Case 2: Code Generation
Prompt: “Write a Python function to filter even numbers from a list”
| Phase | Content | Tokens |
|---|---|---|
| Initial reasoning | Gives [x for x in lst if x % 2 == 0] | ~300 |
| Self-Correction | ”Is this approach optimal? Should I consider performance? What if the list is very large? Should I use filter? But filter is less readable than list comprehension…” | ~2000 |
| Final conclusion | Still the list comprehension | - |
Conclusion change: None. The code was already optimal, but the model fell into “over-optimization anxiety.”

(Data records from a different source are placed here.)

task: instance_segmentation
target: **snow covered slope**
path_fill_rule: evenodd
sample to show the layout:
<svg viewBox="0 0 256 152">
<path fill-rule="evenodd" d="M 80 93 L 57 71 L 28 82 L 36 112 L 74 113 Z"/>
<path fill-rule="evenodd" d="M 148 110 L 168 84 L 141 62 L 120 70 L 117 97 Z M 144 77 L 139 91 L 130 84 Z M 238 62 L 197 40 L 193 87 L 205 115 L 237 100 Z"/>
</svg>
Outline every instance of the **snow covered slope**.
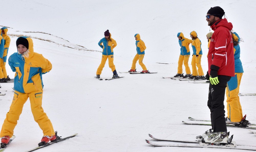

This Isn’t Just Qwen’s Problem
In fact, this is a common issue across current reasoning models:
| Model | Self-Correction Issue | Severity |
|---|---|---|
| Qwen3.6 | Over-reflection, token inflation 4-6x | 🔴 Severe |
| GPT-5.5 | Occasional over-reasoning, token inflation 2-3x | 🟡 Moderate |
| Claude Opus 4.7 | Relatively restrained, but still has redundancy | 🟡 Moderate |
| DeepSeek V4 | High correction efficiency, less redundancy | 🟢 Mild |
Qwen’s problem is more severe, possibly related to its training data containing large amounts of “repeatedly double-checking” human reasoning patterns.
Action Recommendations
For Qwen Users
- Turn off reasoning mode: For simple tasks (classification, extraction, translation), use non-reasoning mode directly — costs can drop 80%
- Manual truncation: If you see the model “frantically self-questioning,” manually truncate and adopt the initial conclusion
- Use Qwen3.6-Plus: The Plus version has better reasoning efficiency than Max — more cost-effective for tasks not requiring extreme reasoning
For Developers
If you’re using Qwen’s API, you can control this:
# Turn off reasoning mode (if deep reasoning isn't needed)
response = client.chat.completions.create(
model="qwen3.6-plus",
messages=messages,
thinking_budget=0 # Disable chain of thought
)
# Or limit thinking budget
response = client.chat.completions.create(
model="qwen3.6-max",
messages=messages,
thinking_budget=512 # Cap thinking tokens
)
For the Tongyi Team (if you’re reading this)
Suggestions for optimizing Self-Correction trigger mechanism:
- Add confidence threshold: Skip or simplify Self-Correction when initial reasoning confidence exceeds 90%
- Introduce early termination: Stop immediately when corrected conclusion matches the initial one
- Distinguish task complexity: Don’t trigger deep correction for simple tasks
Landscape Judgment
This problem reflects a core challenge facing reasoning models in 2026: how to make models “know when to stop.”
Current reasoning models all assume “more thinking is better,” but this doesn’t hold economically — each additional thinking token has a cost, and when marginal returns drop below zero, continued thinking is waste.
The competitive focus of next-generation reasoning models may shift from “how deep can it think” to “knowing when to stop thinking.” In this regard, DeepSeek V4’s performance already hints at a better direction.